Step into the tender, confessional world of Tracey Emin
Step into the tender, confessional world of Tracey Emin — where pain, love, shame, survival and healing become art.

Image credit
Tracey Emin My Bed 1998 © Tracey Emin. Photo credit: Courtesy The Saatchi Gallery, London / Photograph by Prudence Cuming Associates Ltd
Meet the artist
The Movement
Art Installation, Contemporary ArtArtLovers Tip
A must-see London exhibition: raw, vulnerable, difficult, life-affirming — Tracey Emin not as scandal, but as one of the most powerful autobiographical artists of our time. Visit time / Density: Dense and emotionally intense. Allow at least 75–90 minutes. If you want to read, absorb the videos and move slowly through the later works, give it 2 hours.

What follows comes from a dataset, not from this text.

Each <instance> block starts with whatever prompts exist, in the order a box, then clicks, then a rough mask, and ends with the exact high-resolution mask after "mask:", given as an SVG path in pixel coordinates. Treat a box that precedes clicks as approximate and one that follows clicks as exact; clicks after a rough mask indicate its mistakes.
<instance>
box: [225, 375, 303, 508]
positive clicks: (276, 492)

Exhibition Highlights - What you'll see
This exhibition brings together Tracey Emin’s career-defining works alongside pieces never shown to the public before. Across painting, video, textiles, neon, writing, sculpture and installation, Emin turns autobiography into a raw artistic language: the female body, desire, trauma, abortion, illness, love, loneliness, survival and repair.

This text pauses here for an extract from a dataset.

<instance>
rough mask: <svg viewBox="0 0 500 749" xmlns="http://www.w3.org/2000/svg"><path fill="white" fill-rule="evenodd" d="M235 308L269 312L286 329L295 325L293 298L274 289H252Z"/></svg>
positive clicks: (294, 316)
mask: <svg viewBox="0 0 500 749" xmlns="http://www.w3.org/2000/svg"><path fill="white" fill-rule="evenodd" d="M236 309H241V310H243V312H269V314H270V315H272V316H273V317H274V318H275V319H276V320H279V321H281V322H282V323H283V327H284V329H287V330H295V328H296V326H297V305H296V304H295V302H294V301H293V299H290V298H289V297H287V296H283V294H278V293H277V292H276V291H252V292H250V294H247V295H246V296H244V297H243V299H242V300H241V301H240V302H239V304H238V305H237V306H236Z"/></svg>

You’ll encounter the artist who became famous in the 1990s with works such as My Bed, a Turner Prize-nominated installation that forced the public to ask what could count as art — and what kind of female experience was allowed to be seen inside a museum.
But A Second Life is not only about the scandalous Tracey Emin of the YBA years. It also foregrounds her recent work, shaped by illness, mortality, recovery and a new commitment to painting. Tate describes the exhibition as expanding Emin’s story and celebrating her raw, confessional approach to love, trauma and autobiography.
Worth the trip
Because Emin’s radical honesty feels more relevant than ever.
In a culture that constantly turns private life into content, Emin reminds us that confession can still be serious, risky and transformative. Her work is not “oversharing” for attention; it is a lifelong attempt to give form to what is difficult to say: shame, heartbreak, sexual violence, grief, illness, survival, tenderness.
For Artlovers, this is worth the trip because it is one of those exhibitions that asks you not only to look, but to feel. It shows how art can turn a wounded life into a language that others can recognise.
How to experience it
Do not visit this exhibition looking for distance.
Emin’s work is intimate, direct and sometimes uncomfortable. Let it be. Start with the early pieces, but don’t stay trapped in the 1990s controversy. The deepest part may be the later work: the paintings, the body after illness, the idea of continuing after everything has changed.
This is not just a retrospective. It is an exhibition about having a second life — and what it costs to make one.